When will tenant lose an otherwise valid claim for rent reduction
based upon a space audit because the tenant waited too long to
discover the discrepancy in square footage and to file its suit?
Tenant sued to recover rent allegedly overpaid during its years of
occupancy by reason of landlord's fraud in misrepresenting the size of
the premises. Tenant claimed that landlord misrepresented the premises
as containing 2000 square feet when in fact they only contained 1700
Landlord sought a summary judgment dismissing this aspect of
plaintiff's suit for three reasons. It argued (a) the contract's
integration clause precluded the claim based upon oral assurances
allegedly made prior to the lease; (b) the applicable 5 year Illinois
statute of limitations had passed and (c) plaintiff's complaint did
not sufficiently allege the elements of fraud.
The tenant argued that the integration clause had no effect where the
tenant alleged fraud. In the face of such an allegation, tenant's
position was that the intent of the parties was a question of fact
which was subject to review in this action. As to the allegations of
fraud, the tenant argued these were sufficient to meet the
requirements of the federal rules of civil procedure, which only
require that the pleader set out the who, what, when, where and how.
In this case, the allegations showed that statements were made during
the lease negotiation and continued for the next 11 years, by the
landlord's managing agent. There was no proof that these allegations
were too vague for landlord to prepare its defense.

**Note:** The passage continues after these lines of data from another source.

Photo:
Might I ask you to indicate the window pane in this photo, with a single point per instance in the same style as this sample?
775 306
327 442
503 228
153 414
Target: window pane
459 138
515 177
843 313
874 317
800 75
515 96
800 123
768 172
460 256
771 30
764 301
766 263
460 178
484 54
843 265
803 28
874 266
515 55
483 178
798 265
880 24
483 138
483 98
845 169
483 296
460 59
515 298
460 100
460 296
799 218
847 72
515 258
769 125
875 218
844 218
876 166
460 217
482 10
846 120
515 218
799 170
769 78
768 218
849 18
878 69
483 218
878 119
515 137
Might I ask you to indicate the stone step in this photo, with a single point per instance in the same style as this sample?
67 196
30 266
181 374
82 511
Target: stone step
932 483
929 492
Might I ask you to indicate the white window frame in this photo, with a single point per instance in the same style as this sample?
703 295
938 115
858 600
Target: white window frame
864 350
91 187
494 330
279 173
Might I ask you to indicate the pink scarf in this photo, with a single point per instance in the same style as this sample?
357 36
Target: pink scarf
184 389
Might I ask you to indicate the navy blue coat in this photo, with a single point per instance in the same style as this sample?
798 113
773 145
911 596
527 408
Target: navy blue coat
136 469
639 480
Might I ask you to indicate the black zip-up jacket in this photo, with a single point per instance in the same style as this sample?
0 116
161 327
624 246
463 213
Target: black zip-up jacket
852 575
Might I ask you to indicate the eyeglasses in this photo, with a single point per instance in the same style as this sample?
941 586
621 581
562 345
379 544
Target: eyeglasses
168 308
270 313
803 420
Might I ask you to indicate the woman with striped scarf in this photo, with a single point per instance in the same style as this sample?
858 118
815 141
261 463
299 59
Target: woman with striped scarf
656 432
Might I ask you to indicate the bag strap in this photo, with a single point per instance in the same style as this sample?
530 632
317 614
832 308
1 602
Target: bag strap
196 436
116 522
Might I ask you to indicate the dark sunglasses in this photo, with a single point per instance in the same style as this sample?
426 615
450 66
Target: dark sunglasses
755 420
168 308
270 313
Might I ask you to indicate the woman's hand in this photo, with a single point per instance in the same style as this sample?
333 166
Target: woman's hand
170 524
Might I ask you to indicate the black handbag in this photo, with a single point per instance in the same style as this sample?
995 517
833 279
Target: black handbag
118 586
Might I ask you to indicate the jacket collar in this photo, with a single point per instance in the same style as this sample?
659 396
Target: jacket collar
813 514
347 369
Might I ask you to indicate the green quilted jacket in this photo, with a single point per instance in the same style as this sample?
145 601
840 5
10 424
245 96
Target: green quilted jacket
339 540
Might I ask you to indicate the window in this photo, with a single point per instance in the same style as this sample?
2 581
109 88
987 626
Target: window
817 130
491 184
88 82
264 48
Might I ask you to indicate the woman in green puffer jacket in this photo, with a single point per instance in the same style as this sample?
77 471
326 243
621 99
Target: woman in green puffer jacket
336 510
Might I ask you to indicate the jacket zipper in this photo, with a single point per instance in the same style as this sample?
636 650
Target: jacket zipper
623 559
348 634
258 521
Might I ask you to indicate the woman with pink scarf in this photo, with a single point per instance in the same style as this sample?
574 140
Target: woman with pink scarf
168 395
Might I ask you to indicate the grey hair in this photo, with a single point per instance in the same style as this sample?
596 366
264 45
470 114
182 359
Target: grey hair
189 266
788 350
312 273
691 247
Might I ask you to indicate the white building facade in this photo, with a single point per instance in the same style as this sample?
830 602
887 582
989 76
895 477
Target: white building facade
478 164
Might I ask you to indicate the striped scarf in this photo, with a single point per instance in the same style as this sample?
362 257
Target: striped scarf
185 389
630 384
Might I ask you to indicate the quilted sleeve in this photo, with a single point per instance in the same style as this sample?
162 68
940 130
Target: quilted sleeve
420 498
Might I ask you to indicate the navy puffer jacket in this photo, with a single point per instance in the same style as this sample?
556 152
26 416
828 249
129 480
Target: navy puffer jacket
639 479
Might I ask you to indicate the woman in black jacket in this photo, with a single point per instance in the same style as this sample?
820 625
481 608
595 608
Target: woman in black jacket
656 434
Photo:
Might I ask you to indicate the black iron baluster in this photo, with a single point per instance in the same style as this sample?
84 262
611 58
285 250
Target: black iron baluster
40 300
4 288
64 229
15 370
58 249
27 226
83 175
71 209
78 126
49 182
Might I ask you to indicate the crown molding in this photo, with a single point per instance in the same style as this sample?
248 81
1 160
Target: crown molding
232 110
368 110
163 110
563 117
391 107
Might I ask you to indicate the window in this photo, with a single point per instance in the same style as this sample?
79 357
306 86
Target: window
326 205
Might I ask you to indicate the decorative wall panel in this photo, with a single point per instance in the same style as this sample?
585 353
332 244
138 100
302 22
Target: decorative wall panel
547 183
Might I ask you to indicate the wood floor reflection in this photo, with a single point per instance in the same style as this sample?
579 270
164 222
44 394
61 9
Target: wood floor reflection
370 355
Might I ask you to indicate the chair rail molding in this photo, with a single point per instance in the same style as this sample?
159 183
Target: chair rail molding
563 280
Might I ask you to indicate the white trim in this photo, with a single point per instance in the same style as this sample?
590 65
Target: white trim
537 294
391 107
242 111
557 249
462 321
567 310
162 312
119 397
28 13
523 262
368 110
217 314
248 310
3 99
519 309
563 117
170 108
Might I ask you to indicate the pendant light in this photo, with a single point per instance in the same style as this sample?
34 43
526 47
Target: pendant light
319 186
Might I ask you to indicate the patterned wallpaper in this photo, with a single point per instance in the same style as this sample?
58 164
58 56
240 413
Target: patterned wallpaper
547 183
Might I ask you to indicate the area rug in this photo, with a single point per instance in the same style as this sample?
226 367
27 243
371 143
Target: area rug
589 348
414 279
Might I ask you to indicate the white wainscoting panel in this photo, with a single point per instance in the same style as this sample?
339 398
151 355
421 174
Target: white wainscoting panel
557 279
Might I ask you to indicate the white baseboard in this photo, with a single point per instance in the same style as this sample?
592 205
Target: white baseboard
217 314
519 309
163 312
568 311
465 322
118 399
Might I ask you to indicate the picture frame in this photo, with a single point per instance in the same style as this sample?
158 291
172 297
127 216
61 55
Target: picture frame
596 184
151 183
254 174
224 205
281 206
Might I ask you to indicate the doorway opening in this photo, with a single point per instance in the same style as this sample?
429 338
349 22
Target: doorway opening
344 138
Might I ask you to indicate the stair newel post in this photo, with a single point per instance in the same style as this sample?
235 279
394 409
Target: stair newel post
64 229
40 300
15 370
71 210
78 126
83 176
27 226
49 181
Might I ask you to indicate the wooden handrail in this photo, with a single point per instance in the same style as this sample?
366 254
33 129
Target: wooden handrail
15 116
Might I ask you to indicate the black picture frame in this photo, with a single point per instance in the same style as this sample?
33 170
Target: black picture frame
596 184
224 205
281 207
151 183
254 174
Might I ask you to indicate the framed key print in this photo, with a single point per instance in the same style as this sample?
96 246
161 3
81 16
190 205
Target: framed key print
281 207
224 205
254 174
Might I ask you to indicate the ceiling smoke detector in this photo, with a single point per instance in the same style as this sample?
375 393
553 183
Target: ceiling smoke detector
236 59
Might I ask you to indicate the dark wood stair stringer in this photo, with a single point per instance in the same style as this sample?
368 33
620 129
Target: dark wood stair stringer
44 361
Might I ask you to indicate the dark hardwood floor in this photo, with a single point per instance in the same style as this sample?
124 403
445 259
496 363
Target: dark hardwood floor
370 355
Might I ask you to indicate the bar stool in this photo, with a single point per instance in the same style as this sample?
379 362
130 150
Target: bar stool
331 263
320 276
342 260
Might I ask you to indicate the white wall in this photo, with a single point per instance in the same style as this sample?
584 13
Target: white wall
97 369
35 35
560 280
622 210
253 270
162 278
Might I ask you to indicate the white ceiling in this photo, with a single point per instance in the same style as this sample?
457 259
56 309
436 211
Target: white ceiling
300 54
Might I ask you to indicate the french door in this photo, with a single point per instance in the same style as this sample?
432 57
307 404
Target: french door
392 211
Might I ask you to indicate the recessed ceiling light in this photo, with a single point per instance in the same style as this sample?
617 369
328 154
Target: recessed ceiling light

The court rejected landlord's effort to have the case thrown out
before trial. It agreed that the integration clause would not prevent
the tenant from showing the landlord committed fraud. It held the
tenant adequately pled fraud. Even though the lease was admittedly
signed more than five years before the lawsuit was filed this delay in
filing was not necessarily fatal to the tenant's claim. The court held
that it was premature to consider whether the 5 year statute of
limitations had run out because there was no proof which showed when
the tenant knew or reasonably should have known of the square footage
deficiency. The statute of limitations cannot expire until it starts.
It cannot be shown to have started until landlord shows when tenant
knew or should have known of the deficiency.